Years ago, when I was leading swamp walks at Clyde Butcher’s Big Cypress Gallery, I noticed what looked like an oil slick on the surface of the water. One of the swamp walk leaders with much more experience, Jeff Ripple, explained that the natural oils from the cypress cones disbursed once they dropped in the water. At different angles, the iridescence looks like soap bubbles.
Over the years, I’d noticed this phenomenon in swamps along many Florida trails, as well as somewhat of a faded rainbow effect across the waters. This week, I finally encountered the pastel swamp rainbow effect in all its glory.
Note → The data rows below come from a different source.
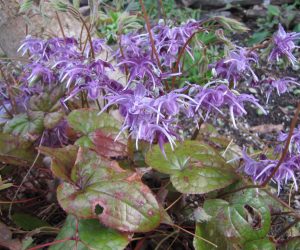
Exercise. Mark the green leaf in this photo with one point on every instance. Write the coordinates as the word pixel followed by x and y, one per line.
pixel 126 203
pixel 273 10
pixel 231 24
pixel 99 132
pixel 297 28
pixel 28 222
pixel 258 37
pixel 63 160
pixel 26 5
pixel 244 218
pixel 92 236
pixel 47 101
pixel 291 244
pixel 195 168
pixel 87 121
pixel 16 150
pixel 28 125
pixel 264 244
pixel 52 119
pixel 208 232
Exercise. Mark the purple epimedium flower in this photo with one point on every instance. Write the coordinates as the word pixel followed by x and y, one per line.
pixel 215 99
pixel 39 70
pixel 260 170
pixel 283 45
pixel 148 117
pixel 35 46
pixel 294 146
pixel 236 66
pixel 280 85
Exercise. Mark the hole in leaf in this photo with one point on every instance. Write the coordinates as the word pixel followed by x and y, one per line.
pixel 253 217
pixel 98 209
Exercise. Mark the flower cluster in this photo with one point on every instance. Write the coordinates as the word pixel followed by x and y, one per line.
pixel 236 66
pixel 262 169
pixel 283 45
pixel 281 85
pixel 215 99
pixel 150 111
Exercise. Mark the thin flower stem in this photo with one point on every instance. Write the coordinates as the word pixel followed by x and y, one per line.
pixel 151 38
pixel 50 244
pixel 60 25
pixel 162 9
pixel 195 235
pixel 286 148
pixel 181 53
pixel 284 230
pixel 173 203
pixel 283 156
pixel 25 178
pixel 89 37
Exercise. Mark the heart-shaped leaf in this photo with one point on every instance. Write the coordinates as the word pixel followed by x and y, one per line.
pixel 28 222
pixel 87 121
pixel 99 132
pixel 47 101
pixel 105 144
pixel 92 236
pixel 28 125
pixel 260 244
pixel 208 231
pixel 52 119
pixel 291 244
pixel 16 150
pixel 63 160
pixel 195 168
pixel 244 218
pixel 126 203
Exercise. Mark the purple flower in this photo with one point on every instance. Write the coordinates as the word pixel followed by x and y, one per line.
pixel 99 45
pixel 260 170
pixel 40 70
pixel 139 68
pixel 214 99
pixel 148 117
pixel 34 46
pixel 236 66
pixel 281 85
pixel 294 146
pixel 283 45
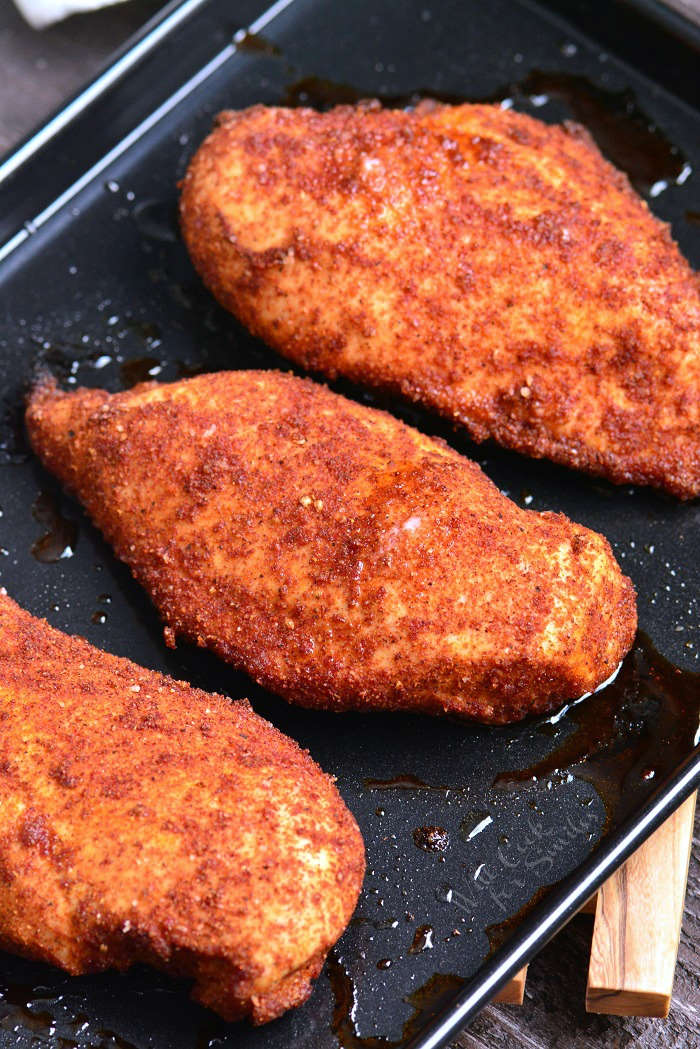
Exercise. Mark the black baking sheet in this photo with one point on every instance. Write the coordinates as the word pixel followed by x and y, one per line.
pixel 103 293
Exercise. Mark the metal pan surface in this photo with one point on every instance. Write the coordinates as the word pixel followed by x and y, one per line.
pixel 96 283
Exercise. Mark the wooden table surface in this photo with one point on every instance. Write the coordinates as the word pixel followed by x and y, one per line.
pixel 37 71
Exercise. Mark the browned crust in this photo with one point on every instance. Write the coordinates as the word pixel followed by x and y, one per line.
pixel 143 820
pixel 496 270
pixel 343 559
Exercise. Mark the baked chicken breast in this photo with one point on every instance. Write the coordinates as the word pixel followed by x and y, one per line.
pixel 489 266
pixel 143 820
pixel 340 557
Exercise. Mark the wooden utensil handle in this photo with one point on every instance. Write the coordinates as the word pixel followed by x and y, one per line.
pixel 637 924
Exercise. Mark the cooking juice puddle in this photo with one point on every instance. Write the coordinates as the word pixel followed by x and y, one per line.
pixel 622 131
pixel 635 730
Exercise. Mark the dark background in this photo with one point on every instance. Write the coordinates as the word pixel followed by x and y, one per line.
pixel 37 71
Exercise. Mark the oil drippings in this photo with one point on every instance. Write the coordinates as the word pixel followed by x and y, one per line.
pixel 502 930
pixel 422 940
pixel 426 1001
pixel 622 131
pixel 431 838
pixel 254 43
pixel 407 782
pixel 61 536
pixel 320 93
pixel 645 720
pixel 51 1022
pixel 140 369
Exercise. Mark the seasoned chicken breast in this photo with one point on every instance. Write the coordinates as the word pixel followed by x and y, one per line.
pixel 143 820
pixel 489 266
pixel 340 557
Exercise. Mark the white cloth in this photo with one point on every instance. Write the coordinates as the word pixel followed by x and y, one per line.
pixel 43 13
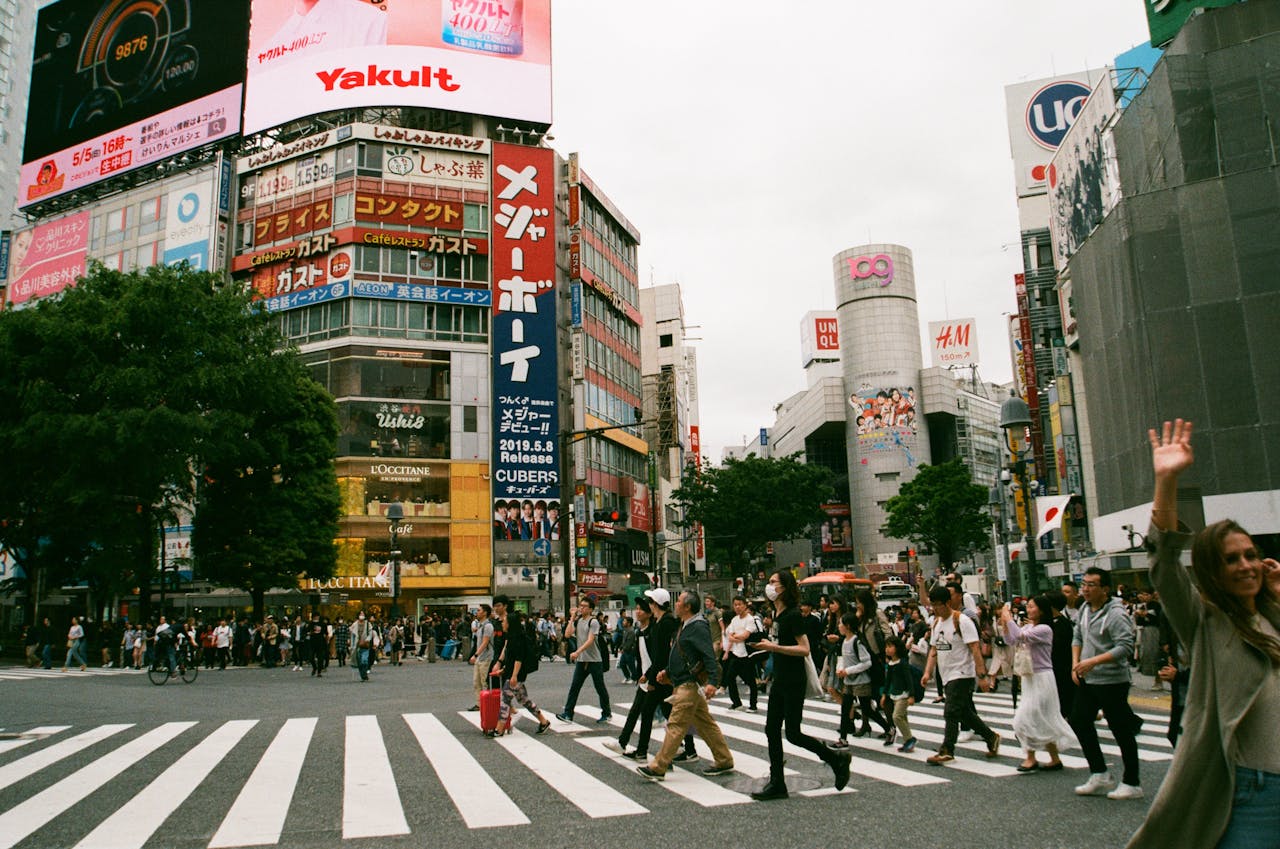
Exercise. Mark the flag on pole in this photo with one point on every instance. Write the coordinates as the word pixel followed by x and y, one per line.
pixel 1050 510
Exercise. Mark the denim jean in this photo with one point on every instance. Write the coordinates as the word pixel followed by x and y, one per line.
pixel 1255 811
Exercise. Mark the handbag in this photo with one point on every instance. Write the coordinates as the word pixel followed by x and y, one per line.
pixel 812 684
pixel 1023 660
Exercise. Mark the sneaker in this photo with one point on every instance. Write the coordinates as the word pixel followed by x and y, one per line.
pixel 1125 792
pixel 1097 785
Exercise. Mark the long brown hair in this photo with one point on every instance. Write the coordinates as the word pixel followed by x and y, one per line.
pixel 1208 564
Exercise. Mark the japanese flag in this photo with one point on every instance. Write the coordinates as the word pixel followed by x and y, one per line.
pixel 1050 510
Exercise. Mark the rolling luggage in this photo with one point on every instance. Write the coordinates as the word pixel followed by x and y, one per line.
pixel 489 702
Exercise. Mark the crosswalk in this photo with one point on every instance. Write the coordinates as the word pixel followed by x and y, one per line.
pixel 269 771
pixel 56 674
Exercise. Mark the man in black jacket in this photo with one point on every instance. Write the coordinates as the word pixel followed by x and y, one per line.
pixel 691 658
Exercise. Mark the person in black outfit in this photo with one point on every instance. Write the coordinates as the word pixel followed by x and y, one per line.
pixel 787 693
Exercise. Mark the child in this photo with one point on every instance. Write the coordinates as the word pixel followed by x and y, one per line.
pixel 899 688
pixel 853 670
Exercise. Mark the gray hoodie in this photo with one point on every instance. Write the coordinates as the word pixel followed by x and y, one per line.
pixel 1105 630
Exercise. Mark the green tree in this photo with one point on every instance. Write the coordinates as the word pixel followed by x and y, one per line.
pixel 746 503
pixel 942 511
pixel 112 395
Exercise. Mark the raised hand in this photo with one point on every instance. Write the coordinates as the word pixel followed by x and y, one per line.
pixel 1171 448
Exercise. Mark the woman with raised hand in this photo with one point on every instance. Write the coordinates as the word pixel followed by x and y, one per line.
pixel 1223 788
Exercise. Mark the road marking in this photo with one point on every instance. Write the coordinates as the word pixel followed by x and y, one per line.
pixel 478 798
pixel 27 817
pixel 144 813
pixel 37 761
pixel 682 783
pixel 257 816
pixel 584 790
pixel 370 802
pixel 31 736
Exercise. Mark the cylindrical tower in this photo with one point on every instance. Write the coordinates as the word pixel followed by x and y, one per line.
pixel 881 364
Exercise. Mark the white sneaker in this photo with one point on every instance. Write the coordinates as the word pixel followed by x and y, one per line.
pixel 1098 784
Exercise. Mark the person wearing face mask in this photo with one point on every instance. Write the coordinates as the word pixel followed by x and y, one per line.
pixel 361 646
pixel 789 648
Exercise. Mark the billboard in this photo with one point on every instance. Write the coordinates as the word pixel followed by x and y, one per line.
pixel 526 415
pixel 48 258
pixel 1040 113
pixel 118 85
pixel 955 343
pixel 885 420
pixel 1166 17
pixel 483 56
pixel 1083 176
pixel 190 226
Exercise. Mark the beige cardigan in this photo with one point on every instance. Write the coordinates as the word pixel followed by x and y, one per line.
pixel 1193 806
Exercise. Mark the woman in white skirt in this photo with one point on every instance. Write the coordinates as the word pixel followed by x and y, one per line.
pixel 1037 722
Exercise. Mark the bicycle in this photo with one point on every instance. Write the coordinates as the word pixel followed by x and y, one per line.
pixel 187 666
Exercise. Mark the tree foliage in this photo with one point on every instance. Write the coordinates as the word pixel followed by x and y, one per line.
pixel 746 503
pixel 113 396
pixel 942 511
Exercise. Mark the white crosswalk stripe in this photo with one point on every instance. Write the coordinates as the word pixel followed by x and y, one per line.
pixel 275 763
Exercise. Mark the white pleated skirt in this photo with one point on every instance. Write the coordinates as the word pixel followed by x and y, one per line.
pixel 1038 721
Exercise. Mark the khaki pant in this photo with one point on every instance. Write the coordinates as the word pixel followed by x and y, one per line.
pixel 689 707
It was just a few minutes after I struggled through a short piece of the Florida Trail that didn’t deserve the name. My hiking partner PJ had the good sense to walk around it on the forest road. But I plunged into this miasma of gloppy bog, trying to hop from hummock to hummock. I was happy to keep at least my ankles dry.
Then I reached the stream. Soft and muddy, and no way to hop it. My utterances were not at all ladylike. I had choice words for the person who routed the trail here.
Especially after I waded the stream – no chance to remove shoes in that mud – and encountered a ditch. My language became the bluest it’s ever been on a hike. Especially when PJ proved the depth in front of me was more than three feet. He talked me through the briars and brush to a place where I might be able to hop the ditch. Fortunately, I could.
“Good thing it’s freezing cold,” I said, for the 27*F start to the morning meant it was barely 40*F now. “The cottonmouths are torpid.”
We walked on, now on a forest road, me with my icy wet feet, as I continued to curse the lack of experience of whoever laid out the past ten miles of trail. And then I stopped short. I saw the pastel rainbow across the swamp.
PJ didn’t at first. He had to squat down a little to see the play of light across the water. Finding a variety of angles on it, I forgot my anger. Being able to capture this unusual natural phenomenon almost made the hours of lousy hiking worthwhile.
Even better: we found it again, in another location, framed by ferns. So if you’re ever walking the Florida Trail on a cold blue sky day in the Osceola Experimental Forest, pay attention. You might just find these rainbows too.